We compared price and consumption changes for the seven stores in Berkeley with dozens of California stores not in the Bay Area and dozens more outside the state, matching stores based on price and quantity trends before the tax was implemented. It was important to go far afield for a suitable control group, because stores near Berkeley could be affected by the strategic responses to the tax of distributors, retailers, or consumers.
It is often assumed that the success of state and federal taxes on tobacco and alcohol can be replicated in local taxes for soda. But city taxes are different from statewide and national taxes. A city soda tax is easy to avoid if consumers can readily purchase soda outside the city, as they can in Berkeley, where most workers travel outside the city for their jobs.
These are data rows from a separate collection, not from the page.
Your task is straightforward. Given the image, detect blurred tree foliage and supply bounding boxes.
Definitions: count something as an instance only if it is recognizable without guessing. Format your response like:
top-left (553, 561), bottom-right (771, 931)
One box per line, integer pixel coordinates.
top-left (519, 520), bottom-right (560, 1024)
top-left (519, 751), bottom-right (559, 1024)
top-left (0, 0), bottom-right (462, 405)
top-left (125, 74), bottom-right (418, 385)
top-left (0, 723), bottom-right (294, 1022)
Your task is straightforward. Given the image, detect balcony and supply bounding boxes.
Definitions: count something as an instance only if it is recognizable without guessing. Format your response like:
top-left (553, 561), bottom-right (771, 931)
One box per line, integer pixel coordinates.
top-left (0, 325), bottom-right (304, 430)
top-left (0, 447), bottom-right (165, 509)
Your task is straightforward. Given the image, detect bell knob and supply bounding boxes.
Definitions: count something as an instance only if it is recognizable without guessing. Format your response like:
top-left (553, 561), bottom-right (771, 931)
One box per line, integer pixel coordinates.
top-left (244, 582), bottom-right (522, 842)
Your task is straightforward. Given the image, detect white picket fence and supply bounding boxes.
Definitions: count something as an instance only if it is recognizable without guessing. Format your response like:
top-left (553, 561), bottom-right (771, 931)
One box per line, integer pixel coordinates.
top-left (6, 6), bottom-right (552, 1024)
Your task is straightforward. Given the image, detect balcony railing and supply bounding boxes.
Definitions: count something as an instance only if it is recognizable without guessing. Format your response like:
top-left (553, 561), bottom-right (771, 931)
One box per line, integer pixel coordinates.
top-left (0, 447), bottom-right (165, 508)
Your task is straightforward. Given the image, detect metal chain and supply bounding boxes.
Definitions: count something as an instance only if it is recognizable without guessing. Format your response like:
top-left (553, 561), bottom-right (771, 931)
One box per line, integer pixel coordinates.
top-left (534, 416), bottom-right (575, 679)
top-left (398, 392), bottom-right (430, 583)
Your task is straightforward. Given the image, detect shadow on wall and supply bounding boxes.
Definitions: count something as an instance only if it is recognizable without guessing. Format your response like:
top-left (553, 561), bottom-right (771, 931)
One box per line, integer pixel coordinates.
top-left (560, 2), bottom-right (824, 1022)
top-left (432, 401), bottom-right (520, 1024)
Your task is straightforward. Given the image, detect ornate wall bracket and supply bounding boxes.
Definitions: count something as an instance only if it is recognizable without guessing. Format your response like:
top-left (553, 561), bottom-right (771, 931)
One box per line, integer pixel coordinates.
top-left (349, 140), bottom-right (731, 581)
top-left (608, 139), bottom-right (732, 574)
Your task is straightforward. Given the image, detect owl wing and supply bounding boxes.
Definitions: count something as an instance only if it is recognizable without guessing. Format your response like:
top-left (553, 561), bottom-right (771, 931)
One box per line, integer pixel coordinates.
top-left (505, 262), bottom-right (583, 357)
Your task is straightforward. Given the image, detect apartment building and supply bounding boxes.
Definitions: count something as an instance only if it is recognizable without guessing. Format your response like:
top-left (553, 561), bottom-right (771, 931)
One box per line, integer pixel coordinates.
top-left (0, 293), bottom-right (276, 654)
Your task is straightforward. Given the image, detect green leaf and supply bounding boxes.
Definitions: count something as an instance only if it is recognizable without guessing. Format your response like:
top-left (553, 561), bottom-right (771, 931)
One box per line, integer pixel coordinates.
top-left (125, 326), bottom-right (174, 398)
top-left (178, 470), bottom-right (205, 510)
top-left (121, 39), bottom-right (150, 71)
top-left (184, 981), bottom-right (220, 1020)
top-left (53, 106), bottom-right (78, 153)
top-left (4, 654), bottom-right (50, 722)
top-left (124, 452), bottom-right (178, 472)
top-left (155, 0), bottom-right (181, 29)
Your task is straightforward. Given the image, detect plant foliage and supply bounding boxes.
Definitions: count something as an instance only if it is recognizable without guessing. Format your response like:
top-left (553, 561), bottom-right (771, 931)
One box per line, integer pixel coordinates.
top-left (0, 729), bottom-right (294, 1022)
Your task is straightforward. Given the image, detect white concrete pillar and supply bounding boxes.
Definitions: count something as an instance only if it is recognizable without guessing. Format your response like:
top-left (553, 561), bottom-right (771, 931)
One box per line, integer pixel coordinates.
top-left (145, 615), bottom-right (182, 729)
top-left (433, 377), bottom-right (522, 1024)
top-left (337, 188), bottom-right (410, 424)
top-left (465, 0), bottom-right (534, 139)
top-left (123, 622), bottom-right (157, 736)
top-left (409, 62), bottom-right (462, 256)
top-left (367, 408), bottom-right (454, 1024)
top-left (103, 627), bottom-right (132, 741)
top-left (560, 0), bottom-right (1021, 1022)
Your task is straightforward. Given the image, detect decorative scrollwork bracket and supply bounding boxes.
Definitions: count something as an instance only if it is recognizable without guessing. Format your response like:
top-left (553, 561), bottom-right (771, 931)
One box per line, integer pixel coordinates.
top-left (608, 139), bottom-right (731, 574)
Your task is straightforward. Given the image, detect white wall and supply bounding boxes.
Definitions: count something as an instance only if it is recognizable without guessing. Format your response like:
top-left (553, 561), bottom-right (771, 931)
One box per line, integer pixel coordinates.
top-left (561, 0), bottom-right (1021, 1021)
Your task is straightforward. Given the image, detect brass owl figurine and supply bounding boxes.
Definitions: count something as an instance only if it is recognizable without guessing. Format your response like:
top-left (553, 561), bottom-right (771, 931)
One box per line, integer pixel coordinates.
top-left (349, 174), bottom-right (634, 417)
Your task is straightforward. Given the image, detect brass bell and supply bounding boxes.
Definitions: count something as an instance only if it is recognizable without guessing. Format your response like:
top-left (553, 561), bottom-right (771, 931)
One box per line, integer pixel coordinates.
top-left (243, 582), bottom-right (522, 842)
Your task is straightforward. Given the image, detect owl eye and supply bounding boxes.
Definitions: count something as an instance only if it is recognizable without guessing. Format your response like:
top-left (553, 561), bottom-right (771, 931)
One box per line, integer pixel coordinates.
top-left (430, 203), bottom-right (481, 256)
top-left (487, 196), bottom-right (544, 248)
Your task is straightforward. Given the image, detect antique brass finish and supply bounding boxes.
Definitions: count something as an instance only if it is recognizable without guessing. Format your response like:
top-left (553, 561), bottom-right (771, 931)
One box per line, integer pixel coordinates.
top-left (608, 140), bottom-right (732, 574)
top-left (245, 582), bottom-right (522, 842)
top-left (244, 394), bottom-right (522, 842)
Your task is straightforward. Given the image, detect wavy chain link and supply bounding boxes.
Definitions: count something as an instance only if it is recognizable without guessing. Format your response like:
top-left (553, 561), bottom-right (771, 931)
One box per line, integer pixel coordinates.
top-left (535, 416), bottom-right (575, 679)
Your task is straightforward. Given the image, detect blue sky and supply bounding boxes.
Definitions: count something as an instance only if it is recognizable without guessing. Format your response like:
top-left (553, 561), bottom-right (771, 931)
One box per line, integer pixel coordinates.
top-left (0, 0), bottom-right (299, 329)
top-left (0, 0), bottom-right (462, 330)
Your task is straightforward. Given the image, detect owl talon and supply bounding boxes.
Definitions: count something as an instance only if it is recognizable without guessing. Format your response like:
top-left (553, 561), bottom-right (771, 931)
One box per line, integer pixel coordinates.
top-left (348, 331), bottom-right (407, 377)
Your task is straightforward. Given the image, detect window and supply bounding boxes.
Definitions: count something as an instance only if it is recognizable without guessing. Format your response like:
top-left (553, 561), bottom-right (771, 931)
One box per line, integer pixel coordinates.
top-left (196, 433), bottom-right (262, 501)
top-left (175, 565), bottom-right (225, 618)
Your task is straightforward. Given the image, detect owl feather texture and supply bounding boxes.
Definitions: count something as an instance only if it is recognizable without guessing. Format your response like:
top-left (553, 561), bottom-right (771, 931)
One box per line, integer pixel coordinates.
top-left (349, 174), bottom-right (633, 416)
Soda is also different from tobacco and alcohol, and sold differently. Many consumers regularly purchase soda as part of their weekly grocery shopping, and retailers facing a city soda tax likely worry about losing not just soda sales but also sales on the entire shopping baskets of many of their customers who prefer one-stop shopping and go elsewhere to find cheap soft drinks. We found that chain retailers like to charge the same prices across all of their stores, so they may not change prices in response to a tax that impacts only some of them.
Retailers also like to charge the same price for similar products, like diet soda and regular soda, but the Berkeley tax only affected regular soda. Thus retailers may choose to absorb the cost of the tax on regular soda in order to keep the price for both diet and regular versions the same. Prices of store brands in particular were completely unaffected by the tax.
Other studies have found different results, including that stores pass on more of the cost of the tax to consumers, as lawmakers intended. But some of them used single snapshots of prices before and after the tax, and so could mistake standard variations in pricing — for instance, those due to promotions — with changes in average prices due to the tax. They also sampled prices of only select products. Another study used scanner data for local stores recently bought by a national chain. These studies relied on comparisons to nearby stores that may have been affected by the tax. We used comprehensive data including millions of observations across hundreds of days for the full set of products.
Policy makers can’t assume these taxes will work the same way in every location. Since the Berkeley tax was introduced, similar taxes have since been introduced in larger cities, such as Philadelphia and Chicago, with different socioeconomic profiles. It may be that their residents cannot as easily avoid the tax by shopping outside the city. This might cause retailers to make different decisions about whether to pass on price increases. And if prices are set so as to be consistent within large areas, taxes in larger cities or state taxes may be more effective in raising retail prices and curbing consumption of sugary beverages.
If consumption doesn’t drop, the soda tax may be ineffective in improving health. And even if it generates new revenue for the municipality, those revenue gains could be lost to declining sales if the tax prompts people to shop outside the city.